Household budgets will sustain a further blow next April when national insurance contributions rise by 1.25% to help fund the NHS and social care.
Ahead of his first in-person speech at the conference as Chancellor, Mr Sunak said he is “ready to double-down” on his promise to “do whatever it takes” to recover from Covid-19.
He said the furlough scheme protected 11 million jobs and the UK is “experiencing one of the strongest and fastest recoveries of any major economy in the world”.
He added: “But the job is not done yet and I want to make sure our economy is fit for the future, and that means providing the support and skills people need to get into work and get on in life.”
The kickstart scheme helping young people on Universal Credit will be extended to March next year under the measures.
The £3,000 incentive for new apprentices will be extended until the end of January.
Individuals who have come off furlough and are on Universal Credit will also be prioritised for help to find jobs under the “job finding support” scheme lasting until the end of the year.
Shadow work and pensions secretary Jonathan Reynolds said the package “will do nothing to compensate for the Chancellor’s tax rises, cost of living crisis and cuts to Universal Credit which are set to hammer millions of working families”.
Matthew Fell, the chief policy director at the Confederation of British Industry, said: “Businesses will welcome the Chancellor’s plan for jobs pivoting from furlough to economic recovery.

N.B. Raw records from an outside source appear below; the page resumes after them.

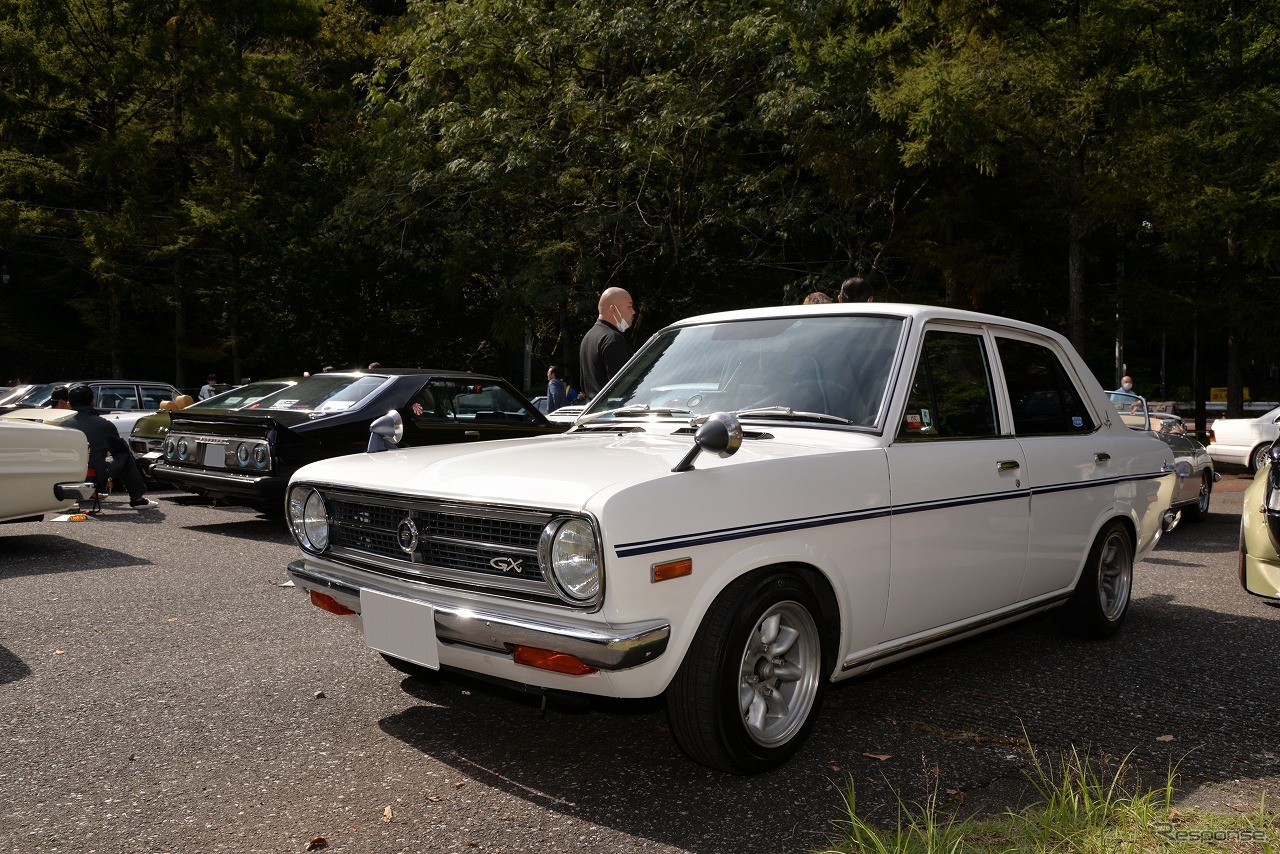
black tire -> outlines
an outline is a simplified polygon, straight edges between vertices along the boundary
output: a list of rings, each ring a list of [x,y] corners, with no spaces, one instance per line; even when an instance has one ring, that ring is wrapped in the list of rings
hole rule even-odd
[[[1133,539],[1115,520],[1098,532],[1075,592],[1054,612],[1054,621],[1075,637],[1109,638],[1124,623],[1132,592]]]
[[[667,689],[676,743],[695,762],[758,774],[804,743],[822,706],[834,644],[813,592],[779,571],[729,585],[707,611]]]
[[[394,655],[387,655],[385,652],[378,654],[382,656],[383,661],[406,676],[421,679],[423,682],[434,682],[440,678],[439,670],[432,670],[430,667],[418,664],[415,661],[405,661],[403,658],[396,658]]]
[[[1209,518],[1209,499],[1213,497],[1213,472],[1205,472],[1200,476],[1200,498],[1195,504],[1182,511],[1192,522],[1203,522]]]

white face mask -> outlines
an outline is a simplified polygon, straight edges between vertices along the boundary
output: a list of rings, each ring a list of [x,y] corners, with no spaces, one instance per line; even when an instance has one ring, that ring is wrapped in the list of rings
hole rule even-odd
[[[613,316],[618,318],[619,332],[626,332],[628,329],[631,328],[631,324],[627,323],[627,321],[623,319],[622,311],[616,305],[613,307]]]
[[[1125,391],[1128,391],[1129,389],[1133,388],[1133,383],[1121,383],[1120,388],[1124,389]]]

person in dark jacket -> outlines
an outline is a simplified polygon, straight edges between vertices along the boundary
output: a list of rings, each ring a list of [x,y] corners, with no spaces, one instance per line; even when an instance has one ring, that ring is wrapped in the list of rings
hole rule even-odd
[[[107,479],[115,478],[129,491],[129,506],[135,510],[152,510],[160,502],[147,498],[147,482],[142,477],[138,462],[133,458],[129,445],[120,438],[116,425],[93,409],[93,390],[76,383],[67,389],[67,402],[75,415],[59,422],[60,427],[79,430],[89,440],[89,468],[93,469],[98,492],[107,491]],[[107,454],[111,462],[107,462]]]
[[[588,398],[599,394],[634,352],[622,337],[636,318],[631,294],[622,288],[608,288],[600,295],[598,308],[600,316],[582,336],[582,345],[578,348],[581,363],[578,370],[582,374],[582,390]]]

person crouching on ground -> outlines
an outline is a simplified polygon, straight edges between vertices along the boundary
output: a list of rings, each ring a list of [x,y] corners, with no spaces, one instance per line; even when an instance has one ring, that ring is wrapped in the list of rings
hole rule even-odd
[[[93,410],[93,390],[76,383],[67,389],[67,402],[75,415],[59,422],[60,427],[79,430],[89,440],[89,468],[93,469],[98,492],[107,491],[107,479],[115,478],[129,491],[129,506],[135,510],[152,510],[160,502],[147,498],[147,482],[142,478],[138,462],[129,445],[120,438],[116,425]],[[107,454],[111,463],[107,464]]]

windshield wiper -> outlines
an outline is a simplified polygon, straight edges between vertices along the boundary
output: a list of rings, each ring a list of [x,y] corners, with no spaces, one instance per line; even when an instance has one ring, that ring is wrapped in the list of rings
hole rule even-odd
[[[610,409],[606,412],[597,412],[595,415],[592,415],[590,418],[584,419],[582,423],[588,424],[592,421],[595,421],[597,418],[603,418],[606,415],[612,415],[615,418],[626,418],[628,416],[634,416],[634,415],[692,415],[692,414],[693,414],[693,411],[689,409],[678,409],[678,408],[669,407],[669,406],[650,406],[647,403],[640,403],[635,406],[624,406],[620,409]]]
[[[831,424],[852,424],[848,418],[839,415],[828,415],[825,412],[799,412],[790,406],[758,406],[753,409],[741,409],[733,413],[739,418],[759,416],[764,418],[790,418],[795,421],[826,421]]]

“With record vacancies and widespread labour shortages, this package’s success will be measured by its ability to get people back into work.”

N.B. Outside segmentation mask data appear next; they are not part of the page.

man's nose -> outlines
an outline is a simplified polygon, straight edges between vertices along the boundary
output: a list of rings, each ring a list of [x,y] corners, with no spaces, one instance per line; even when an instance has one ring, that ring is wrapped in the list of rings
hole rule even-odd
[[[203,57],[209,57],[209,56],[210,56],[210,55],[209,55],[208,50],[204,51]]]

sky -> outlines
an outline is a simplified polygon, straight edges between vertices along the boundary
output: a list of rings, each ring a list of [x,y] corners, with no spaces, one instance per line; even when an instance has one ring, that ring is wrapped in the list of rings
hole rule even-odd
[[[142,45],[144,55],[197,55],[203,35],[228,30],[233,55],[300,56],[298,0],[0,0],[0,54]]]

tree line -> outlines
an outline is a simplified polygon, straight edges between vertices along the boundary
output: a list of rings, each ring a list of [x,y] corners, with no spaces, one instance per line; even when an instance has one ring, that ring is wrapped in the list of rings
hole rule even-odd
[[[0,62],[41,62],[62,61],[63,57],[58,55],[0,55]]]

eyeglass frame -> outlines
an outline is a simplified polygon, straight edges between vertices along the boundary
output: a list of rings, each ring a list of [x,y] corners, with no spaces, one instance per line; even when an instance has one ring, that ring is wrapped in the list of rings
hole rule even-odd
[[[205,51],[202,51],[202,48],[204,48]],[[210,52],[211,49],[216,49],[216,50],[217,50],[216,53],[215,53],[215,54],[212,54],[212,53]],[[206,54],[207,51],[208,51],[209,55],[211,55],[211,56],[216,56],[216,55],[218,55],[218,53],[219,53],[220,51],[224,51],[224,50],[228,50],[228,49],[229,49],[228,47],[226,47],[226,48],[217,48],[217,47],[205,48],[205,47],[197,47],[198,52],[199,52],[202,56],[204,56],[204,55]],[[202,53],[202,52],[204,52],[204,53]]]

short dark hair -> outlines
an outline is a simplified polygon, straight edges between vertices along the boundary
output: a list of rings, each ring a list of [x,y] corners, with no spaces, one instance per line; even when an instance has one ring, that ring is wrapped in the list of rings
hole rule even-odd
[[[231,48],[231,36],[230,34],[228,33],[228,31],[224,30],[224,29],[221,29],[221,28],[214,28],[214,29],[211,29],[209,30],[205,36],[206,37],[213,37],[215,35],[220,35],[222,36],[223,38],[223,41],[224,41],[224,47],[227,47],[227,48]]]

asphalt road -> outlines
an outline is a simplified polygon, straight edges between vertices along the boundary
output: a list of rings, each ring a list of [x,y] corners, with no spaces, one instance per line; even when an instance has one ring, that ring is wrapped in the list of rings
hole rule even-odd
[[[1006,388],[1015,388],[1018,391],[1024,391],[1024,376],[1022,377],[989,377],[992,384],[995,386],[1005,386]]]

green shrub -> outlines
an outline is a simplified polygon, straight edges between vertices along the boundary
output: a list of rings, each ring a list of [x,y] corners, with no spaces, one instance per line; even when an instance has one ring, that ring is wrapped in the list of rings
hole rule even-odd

The Chancellor’ speech comes after Commons Leader Jacob Rees-Mogg said taxation has hit “the limit” and the Prime Minister insisted there was “no fiercer and more zealous opponent of unnecessary tax rises than me”.

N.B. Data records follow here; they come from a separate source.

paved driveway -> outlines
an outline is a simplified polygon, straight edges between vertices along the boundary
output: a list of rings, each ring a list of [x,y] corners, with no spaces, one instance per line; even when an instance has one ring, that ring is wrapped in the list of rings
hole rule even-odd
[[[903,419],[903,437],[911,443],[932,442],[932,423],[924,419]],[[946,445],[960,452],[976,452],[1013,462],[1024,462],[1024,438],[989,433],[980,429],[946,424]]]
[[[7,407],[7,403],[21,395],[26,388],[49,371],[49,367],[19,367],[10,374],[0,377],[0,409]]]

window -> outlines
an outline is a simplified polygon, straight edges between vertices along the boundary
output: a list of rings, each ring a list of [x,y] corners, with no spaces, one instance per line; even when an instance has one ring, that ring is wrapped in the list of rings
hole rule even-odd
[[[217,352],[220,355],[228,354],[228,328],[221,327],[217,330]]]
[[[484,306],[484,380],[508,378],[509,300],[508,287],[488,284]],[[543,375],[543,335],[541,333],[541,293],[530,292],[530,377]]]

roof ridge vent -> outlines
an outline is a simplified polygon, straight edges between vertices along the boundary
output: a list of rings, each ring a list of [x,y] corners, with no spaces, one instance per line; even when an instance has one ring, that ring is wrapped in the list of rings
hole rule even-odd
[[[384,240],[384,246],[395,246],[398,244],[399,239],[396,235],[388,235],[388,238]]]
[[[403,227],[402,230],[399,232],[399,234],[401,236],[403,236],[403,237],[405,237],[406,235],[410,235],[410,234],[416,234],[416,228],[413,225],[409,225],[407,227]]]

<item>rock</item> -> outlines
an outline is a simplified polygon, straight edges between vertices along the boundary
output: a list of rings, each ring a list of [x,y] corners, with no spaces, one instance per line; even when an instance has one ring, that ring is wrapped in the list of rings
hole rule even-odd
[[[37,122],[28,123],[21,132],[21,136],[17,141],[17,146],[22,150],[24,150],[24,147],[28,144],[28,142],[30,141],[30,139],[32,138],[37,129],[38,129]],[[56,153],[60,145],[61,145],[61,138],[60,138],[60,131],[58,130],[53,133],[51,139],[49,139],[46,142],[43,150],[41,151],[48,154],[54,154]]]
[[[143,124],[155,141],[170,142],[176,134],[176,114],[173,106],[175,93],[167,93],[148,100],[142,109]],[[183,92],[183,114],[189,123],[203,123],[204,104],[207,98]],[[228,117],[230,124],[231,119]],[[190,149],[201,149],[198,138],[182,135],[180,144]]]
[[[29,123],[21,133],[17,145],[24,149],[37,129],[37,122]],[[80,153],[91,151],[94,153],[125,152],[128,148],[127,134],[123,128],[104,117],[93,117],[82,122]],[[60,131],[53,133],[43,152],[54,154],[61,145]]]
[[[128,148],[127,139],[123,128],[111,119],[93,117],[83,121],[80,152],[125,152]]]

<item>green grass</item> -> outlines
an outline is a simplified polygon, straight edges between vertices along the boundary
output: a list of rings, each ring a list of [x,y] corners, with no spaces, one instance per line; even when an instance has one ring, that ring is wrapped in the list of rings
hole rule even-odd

In the other main speech at the conference on Monday, Lord Frost will warn the European Union that the Northern Ireland Protocol risks undermining the Good Friday Agreement.
He believes the threshold for triggering Article 16 has been met – which could allow him to suspend parts of the deal.
Lord Frost will tell Brussels that “tinkering at the edges” will not fix the problems with the Protocol, and urge the EU to be more “ambitious” in finding solutions to the issues around Northern Ireland’s post-Brexit trading arrangements.
Meanwhile, the Prime Minister has indicated that all of Britain’s electricity will be from green sources by 2035.
The Times reported he will use his speech on Wednesday to commit to a massive investment programme in renewable and nuclear power as the country shifts away from coal and gas.
In June, the National Grid Electricity Systems Operator said Britain was already set to see periods where it is powered free of fossil fuels and with 100% zero-carbon electricity in just four years’ time.
Mr Johnson told The Times: “We’ve got to get back into nuclear, we’ve got to increase our clean energy generation. That will bring the cost of energy down and bring down the cost of transport.”